Search code examples
sqlamazon-athenaprestotrino

Create json object from several columns programmatically in presto/trino/aws athena


I have a source table which have 300 columns and the number of columns might grow so I'm trying to construct a query where I want to insert into target table only a few columns and the other data must be merged in json object in a specific column.

For example source table looks like this:

column_a | column_b | column_c | column_d | several_other_columns....
---------------------------------------------------------------------
value_a  | value_b    | value_c    | value_d    | several_other_values......

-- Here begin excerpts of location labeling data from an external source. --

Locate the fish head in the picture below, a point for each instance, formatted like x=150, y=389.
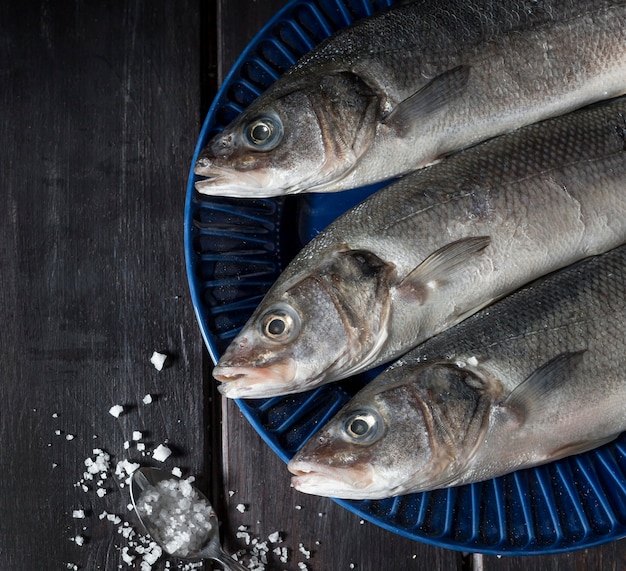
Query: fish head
x=294, y=138
x=393, y=438
x=310, y=329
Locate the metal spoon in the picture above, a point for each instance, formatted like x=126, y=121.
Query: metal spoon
x=146, y=478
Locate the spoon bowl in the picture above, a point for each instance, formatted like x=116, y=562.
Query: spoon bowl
x=151, y=480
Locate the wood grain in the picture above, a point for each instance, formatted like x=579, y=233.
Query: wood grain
x=101, y=107
x=100, y=115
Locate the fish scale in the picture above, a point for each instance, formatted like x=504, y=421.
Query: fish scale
x=431, y=78
x=536, y=377
x=435, y=247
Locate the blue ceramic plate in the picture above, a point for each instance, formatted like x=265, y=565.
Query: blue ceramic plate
x=236, y=249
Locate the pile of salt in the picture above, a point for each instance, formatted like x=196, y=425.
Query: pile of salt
x=181, y=517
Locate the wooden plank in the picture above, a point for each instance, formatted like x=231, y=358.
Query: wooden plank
x=100, y=115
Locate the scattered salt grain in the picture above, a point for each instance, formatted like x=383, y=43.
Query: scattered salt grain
x=305, y=552
x=125, y=469
x=181, y=517
x=158, y=360
x=177, y=472
x=161, y=453
x=116, y=410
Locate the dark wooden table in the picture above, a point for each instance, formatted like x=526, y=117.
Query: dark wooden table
x=101, y=106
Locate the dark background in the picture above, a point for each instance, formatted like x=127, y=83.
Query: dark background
x=101, y=105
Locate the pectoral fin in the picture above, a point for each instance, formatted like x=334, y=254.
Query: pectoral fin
x=538, y=397
x=438, y=268
x=437, y=94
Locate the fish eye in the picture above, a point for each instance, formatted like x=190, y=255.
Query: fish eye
x=280, y=324
x=264, y=133
x=363, y=426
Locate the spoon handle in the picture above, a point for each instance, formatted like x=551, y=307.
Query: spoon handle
x=227, y=562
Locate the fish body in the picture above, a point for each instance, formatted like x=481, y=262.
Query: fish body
x=436, y=246
x=401, y=89
x=538, y=376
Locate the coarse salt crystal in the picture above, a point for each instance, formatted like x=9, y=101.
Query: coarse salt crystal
x=179, y=513
x=161, y=453
x=305, y=552
x=158, y=360
x=116, y=410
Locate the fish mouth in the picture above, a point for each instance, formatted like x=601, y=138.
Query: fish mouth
x=344, y=483
x=227, y=182
x=256, y=382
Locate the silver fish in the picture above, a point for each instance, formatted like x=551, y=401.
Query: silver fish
x=538, y=376
x=401, y=89
x=433, y=248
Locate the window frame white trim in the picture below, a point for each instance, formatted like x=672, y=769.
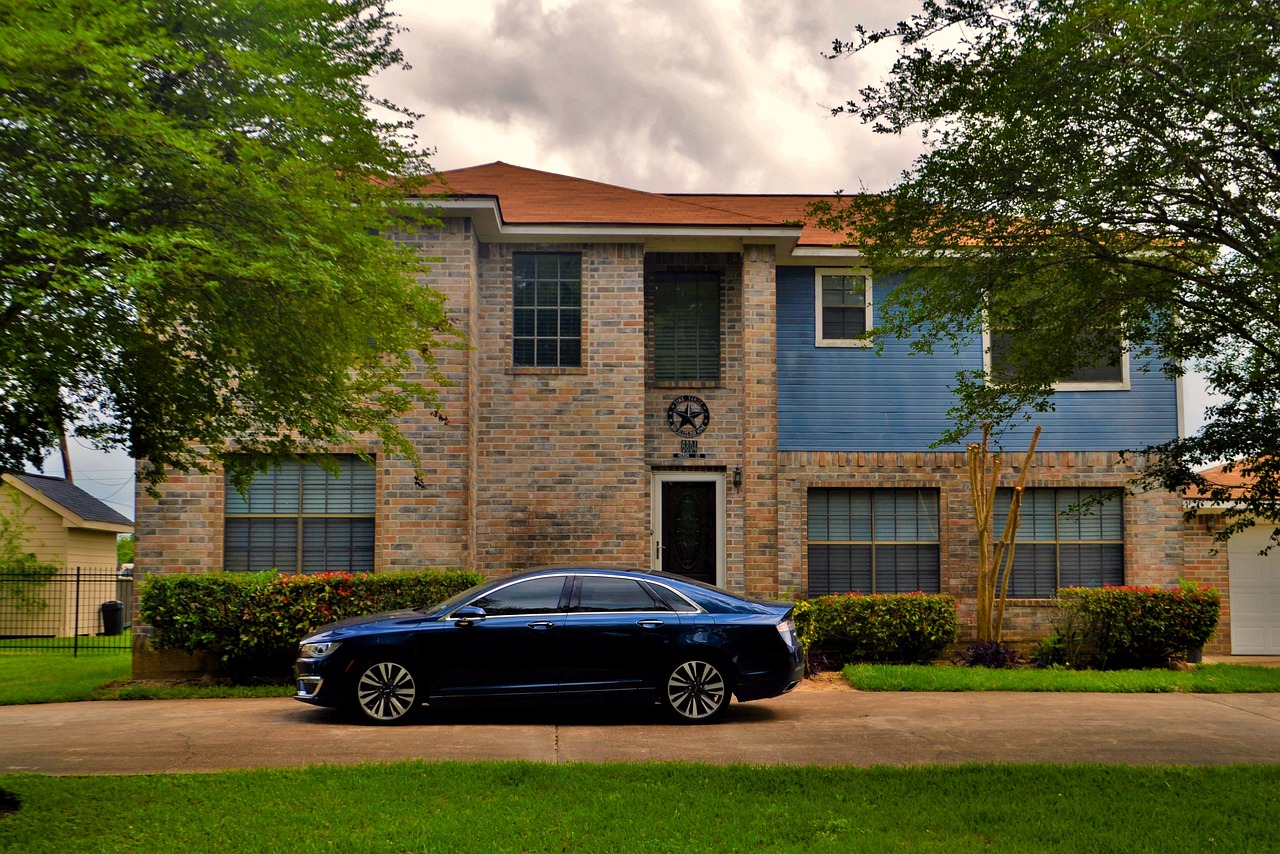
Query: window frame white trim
x=818, y=339
x=1123, y=384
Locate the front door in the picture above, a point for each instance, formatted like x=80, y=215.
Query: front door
x=689, y=530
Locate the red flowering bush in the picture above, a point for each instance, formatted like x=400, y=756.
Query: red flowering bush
x=903, y=628
x=1143, y=626
x=255, y=620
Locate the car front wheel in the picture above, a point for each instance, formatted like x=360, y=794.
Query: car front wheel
x=387, y=693
x=696, y=692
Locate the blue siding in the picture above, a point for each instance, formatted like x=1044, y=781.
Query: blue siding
x=837, y=398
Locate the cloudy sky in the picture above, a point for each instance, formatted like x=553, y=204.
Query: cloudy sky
x=657, y=95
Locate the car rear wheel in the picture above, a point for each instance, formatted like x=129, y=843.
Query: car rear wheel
x=696, y=690
x=387, y=693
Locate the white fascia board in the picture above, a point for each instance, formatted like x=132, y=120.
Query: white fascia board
x=487, y=217
x=827, y=251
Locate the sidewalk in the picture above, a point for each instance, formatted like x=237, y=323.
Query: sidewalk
x=813, y=725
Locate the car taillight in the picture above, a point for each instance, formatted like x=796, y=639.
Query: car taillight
x=787, y=629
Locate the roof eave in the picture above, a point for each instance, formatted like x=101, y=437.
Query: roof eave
x=485, y=215
x=71, y=519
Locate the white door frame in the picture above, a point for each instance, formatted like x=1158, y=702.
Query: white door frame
x=656, y=515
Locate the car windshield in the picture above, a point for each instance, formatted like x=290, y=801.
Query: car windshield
x=453, y=601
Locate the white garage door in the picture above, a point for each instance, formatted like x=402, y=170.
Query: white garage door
x=1255, y=593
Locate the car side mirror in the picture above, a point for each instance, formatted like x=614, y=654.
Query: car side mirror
x=467, y=615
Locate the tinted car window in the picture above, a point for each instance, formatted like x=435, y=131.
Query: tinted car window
x=615, y=594
x=673, y=599
x=534, y=596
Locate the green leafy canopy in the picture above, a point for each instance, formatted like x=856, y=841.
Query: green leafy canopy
x=1092, y=168
x=193, y=200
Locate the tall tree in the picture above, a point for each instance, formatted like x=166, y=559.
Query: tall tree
x=192, y=204
x=1095, y=172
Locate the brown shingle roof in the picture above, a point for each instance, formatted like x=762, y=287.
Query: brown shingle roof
x=529, y=196
x=1217, y=476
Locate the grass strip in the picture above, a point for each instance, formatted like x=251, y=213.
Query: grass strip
x=1205, y=679
x=526, y=807
x=58, y=677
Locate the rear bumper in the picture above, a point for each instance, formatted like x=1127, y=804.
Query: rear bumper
x=758, y=686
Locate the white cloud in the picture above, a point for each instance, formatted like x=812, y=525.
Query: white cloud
x=699, y=95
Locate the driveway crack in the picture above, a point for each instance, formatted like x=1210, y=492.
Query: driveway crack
x=1216, y=700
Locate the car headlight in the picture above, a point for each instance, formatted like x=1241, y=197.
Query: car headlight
x=318, y=649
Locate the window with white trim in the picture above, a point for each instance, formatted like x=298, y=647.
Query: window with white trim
x=547, y=309
x=685, y=328
x=298, y=517
x=1068, y=538
x=1107, y=368
x=873, y=540
x=842, y=300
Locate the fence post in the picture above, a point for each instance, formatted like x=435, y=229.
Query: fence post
x=76, y=622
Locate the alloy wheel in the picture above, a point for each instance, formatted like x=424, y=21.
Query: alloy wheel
x=387, y=692
x=696, y=690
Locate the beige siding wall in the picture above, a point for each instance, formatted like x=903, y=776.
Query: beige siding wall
x=48, y=535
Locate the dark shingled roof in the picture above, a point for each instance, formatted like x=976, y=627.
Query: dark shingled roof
x=73, y=498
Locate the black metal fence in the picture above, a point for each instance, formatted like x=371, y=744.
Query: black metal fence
x=82, y=610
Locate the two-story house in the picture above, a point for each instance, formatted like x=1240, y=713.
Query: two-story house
x=679, y=382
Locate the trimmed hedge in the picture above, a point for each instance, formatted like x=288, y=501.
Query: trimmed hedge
x=255, y=620
x=891, y=628
x=1143, y=626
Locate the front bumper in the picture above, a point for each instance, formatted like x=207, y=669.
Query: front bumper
x=312, y=681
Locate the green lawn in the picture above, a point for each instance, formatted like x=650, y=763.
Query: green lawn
x=1205, y=679
x=56, y=677
x=59, y=677
x=524, y=807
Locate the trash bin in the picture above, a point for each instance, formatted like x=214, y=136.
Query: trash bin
x=113, y=617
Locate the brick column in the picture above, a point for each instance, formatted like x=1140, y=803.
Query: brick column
x=760, y=421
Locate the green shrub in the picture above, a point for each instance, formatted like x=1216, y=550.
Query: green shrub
x=895, y=628
x=1143, y=626
x=255, y=620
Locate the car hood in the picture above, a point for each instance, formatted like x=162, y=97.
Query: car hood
x=344, y=626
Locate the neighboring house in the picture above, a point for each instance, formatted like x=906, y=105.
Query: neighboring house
x=73, y=530
x=1252, y=610
x=69, y=526
x=677, y=380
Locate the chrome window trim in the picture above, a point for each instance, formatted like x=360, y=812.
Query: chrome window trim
x=503, y=587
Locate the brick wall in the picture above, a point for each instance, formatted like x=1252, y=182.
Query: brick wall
x=1205, y=562
x=760, y=414
x=558, y=459
x=1153, y=531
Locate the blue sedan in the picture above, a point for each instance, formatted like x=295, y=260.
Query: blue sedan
x=560, y=634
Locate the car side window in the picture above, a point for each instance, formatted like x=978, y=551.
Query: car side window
x=604, y=594
x=533, y=596
x=673, y=601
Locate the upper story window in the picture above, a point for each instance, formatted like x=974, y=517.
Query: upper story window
x=547, y=310
x=685, y=328
x=844, y=301
x=1106, y=368
x=298, y=517
x=1068, y=538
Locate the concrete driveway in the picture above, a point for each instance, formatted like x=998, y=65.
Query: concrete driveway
x=814, y=725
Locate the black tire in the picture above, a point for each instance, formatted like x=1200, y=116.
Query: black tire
x=387, y=693
x=696, y=690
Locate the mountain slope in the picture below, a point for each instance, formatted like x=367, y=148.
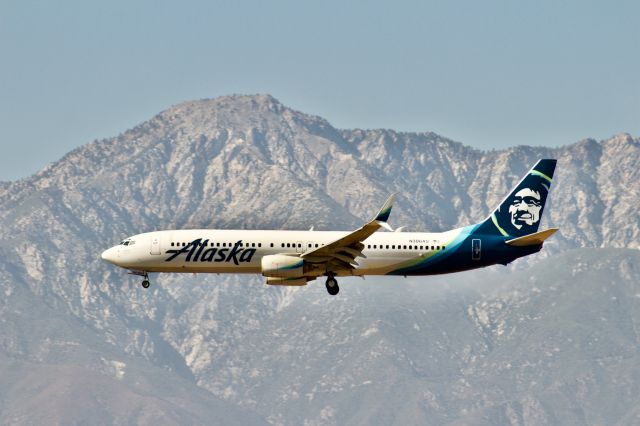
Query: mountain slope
x=383, y=351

And the target table should look like this:

column_a  | all_other_columns_combined_in_a_json
-------------------------------------------------
value_a   | {column_b: value_b, column_c: value_c, column_d: value_d, ........}

I can pick columns from information_schema like this:

select column_name
from information_schema.columns
where table_schema = 'source_db'
and table_name = 'source_table'
and column_name not in ('column_a')

but I do not understand how to pass those values into json_object() function

How can I achieve this if possible?


Solution

  • AFAIK Presto/Trino does not support dynamic SQL generation and execution, so currently the only option is to use "outside" scripting. When facing similar task some time ago I've ended up with AWS Lambda which fetched list of columns from information_schema.columns, generated needed SQL and executed corresponding query.

    Possibly something could be done via AWS user defined function but have not tried those.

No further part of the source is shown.